Note that while your S3 data is encrypted and nobody can read its content, anyone with access to the S3 bucket can list the filenames in it. If the filenames without the data in them reveal any sensitive information, you must not give access to your S3 bucket to anyone else. Which is a good idea anyway.

Security

The customer-provided encryption key "--sse-c-key" is part of the command-line arguments for "aws s3 sync" which can be insecure. Many Linux distros allow anyone to see the whole "ps" output which would reveal the key to a third-party user on the same Linux machine.

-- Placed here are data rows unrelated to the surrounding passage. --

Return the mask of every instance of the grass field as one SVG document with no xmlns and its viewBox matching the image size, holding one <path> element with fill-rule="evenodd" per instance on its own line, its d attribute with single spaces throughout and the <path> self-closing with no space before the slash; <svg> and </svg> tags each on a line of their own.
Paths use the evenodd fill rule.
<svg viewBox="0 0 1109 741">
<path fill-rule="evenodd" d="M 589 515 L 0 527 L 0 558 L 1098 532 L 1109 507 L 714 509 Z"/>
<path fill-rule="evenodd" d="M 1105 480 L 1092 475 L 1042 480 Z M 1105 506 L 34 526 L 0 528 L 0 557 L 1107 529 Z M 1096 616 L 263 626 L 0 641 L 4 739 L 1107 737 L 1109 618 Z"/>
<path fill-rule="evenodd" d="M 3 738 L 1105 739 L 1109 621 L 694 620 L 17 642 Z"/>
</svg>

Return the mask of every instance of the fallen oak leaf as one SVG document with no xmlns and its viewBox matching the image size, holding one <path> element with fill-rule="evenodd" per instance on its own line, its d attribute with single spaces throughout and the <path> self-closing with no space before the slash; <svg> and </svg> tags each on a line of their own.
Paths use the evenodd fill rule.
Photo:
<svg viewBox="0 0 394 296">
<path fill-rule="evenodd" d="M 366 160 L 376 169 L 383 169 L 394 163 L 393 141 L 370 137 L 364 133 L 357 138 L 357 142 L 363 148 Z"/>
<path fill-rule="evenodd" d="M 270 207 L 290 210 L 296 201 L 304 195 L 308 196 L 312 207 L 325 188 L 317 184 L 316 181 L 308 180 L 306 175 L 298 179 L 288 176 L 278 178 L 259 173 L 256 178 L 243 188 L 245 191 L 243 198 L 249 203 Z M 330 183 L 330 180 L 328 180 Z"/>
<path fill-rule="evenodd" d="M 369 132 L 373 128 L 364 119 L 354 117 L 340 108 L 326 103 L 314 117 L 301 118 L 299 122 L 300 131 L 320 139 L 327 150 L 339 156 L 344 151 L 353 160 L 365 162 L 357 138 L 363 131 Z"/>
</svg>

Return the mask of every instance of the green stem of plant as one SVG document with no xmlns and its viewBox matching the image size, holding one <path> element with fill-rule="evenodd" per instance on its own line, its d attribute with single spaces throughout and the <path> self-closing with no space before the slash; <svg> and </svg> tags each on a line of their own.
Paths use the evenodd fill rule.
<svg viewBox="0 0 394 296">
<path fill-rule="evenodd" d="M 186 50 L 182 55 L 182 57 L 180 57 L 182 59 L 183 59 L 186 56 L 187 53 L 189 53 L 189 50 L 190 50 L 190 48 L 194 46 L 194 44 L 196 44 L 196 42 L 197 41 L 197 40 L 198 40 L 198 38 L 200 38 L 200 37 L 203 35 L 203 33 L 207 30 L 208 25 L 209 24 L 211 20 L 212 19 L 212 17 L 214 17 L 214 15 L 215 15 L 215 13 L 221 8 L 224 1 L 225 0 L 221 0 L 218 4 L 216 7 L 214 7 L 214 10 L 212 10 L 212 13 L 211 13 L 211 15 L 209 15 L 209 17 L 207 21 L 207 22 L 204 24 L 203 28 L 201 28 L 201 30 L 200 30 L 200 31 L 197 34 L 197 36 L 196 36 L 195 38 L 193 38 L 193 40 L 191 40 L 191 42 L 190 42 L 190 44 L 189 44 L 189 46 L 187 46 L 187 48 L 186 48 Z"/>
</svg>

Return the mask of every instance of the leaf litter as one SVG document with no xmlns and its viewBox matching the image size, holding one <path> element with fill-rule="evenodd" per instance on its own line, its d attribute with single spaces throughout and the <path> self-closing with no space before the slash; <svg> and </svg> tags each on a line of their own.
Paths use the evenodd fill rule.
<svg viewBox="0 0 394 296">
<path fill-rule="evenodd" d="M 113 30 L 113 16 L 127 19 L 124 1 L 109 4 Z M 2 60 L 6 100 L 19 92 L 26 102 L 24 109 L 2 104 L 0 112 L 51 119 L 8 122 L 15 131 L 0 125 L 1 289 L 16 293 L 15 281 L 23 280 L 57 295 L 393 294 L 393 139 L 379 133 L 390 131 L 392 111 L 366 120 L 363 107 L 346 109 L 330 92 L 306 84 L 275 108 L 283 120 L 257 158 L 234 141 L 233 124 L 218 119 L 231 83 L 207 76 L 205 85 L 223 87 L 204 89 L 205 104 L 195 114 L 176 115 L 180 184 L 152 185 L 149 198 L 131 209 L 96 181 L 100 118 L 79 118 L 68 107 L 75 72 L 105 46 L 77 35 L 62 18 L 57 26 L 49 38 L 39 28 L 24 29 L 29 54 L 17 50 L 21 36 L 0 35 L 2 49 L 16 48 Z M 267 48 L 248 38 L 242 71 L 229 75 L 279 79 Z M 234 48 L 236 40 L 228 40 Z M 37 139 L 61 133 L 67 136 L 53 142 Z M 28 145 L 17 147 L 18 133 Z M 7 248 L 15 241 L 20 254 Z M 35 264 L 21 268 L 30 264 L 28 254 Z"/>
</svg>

While this shouldn't be a big problem for a single-account Desktop system, it could be a security concern for multi-user systems which do not hide the "ps" entries of processes not owned by the current user.

Prerequisites

You have to install and configure the AWS Command Line Interface (CLI).

Additionally, you have to GIT clone this repository on your Linux machine and put the script "encrypted-s3-sync" in your PATH executables. The most easy way to do this on Ubuntu, for example, is to make a symlink in your private ~/bin directory to "encrypted-s3-sync":

ln -s ~/repos/encrypted-s3-backup/encrypted-s3-sync ~/bin/

Setup and usage

Copy the "config.template" file and populate the settings in it. Let's assume that you saved the config in ~/s3-backup.config and used the following example settings:

#!/bin/bash

AWS_PROFILE='default'
AWS_REGION='us-east-1'
AWS_BUCKET='example-bucket-f9kgixb'
AWS_RETENTION_DAYS=30

LOCAL_DIR='/home/user32/documents'
LOCAL_LOCK=~/.example-s3-backup.lock
REMOTE_DIR_PREFIX='workstation1/linux/user32/documents'
LOCAL_LIST=''

ENCRYPTION_KEY='2TilZUVi0XN99QjBSpdRCKC8xDtLoUsy'

Then do the first backup. Depending on the size of your local data, this may take a lot of time:

$ encrypted-s3-sync ~/s3-backup.config
encrypted-s3-sync[9199]: WARNING: You have not backed up your encryption key, yet.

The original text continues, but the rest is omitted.